Previous reports indicate a near doubling in use of 'either chemotherapy or radiotherapy' between 1998 and 2005, from 18% to 34%, without further dis-aggregation of this figure into chemotherapy and radiotherapy. Our findings strongly indicate that the greatest rise in use of non-surgical treatments for (non-OSCC) gastro-oesophageal tumours relates to chemotherapy, probably reflecting increasing peri-operative use in patients judged suitable for curative surgery,[3, 4] as also directly observed in our study, with increasing trends in the combined use of chemotherapy and curative surgery.

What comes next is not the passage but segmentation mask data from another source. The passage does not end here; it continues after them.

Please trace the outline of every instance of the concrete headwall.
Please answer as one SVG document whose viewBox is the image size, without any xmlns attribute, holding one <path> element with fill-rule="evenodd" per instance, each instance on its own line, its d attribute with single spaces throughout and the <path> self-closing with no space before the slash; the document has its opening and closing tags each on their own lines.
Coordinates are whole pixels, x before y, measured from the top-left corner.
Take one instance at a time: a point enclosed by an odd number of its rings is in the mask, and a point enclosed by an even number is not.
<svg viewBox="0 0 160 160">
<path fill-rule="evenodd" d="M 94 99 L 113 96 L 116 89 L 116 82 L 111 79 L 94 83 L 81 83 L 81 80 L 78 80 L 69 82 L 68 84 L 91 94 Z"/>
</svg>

The findings would support the hypothesis that socioeconomic differences in treatment use may be at least partly responsible for survival inequalities among men with oesophageal and stomach cancer, and, in relation to curative surgery, they are consistent with those from a population-based study in The Netherlands.
Deprivation differences in curative surgery and in chemotherapy use were present in both men and women. This provides no insights into reasons for the previously reported better survival in most deprived women with gastric cancer, although potential differences in stage at presentation between the two genders may be responsible. Most of the observed gender differences in treatment use did not persist once the effect of other variables was adjusted for in multivariable analysis, most likely reflecting the fact that women patients were on average older than men. Nevertheless, the observed lower chemotherapy use in women, which persisted even in multivariable analysis adjusting, among other variables, for age, is surprising. As there were no significant gender differences in use of both chemotherapy and curative surgery, the observed differences might principally relate to use of chemotherapy with a palliative intent, however, this hypothesis would require further research.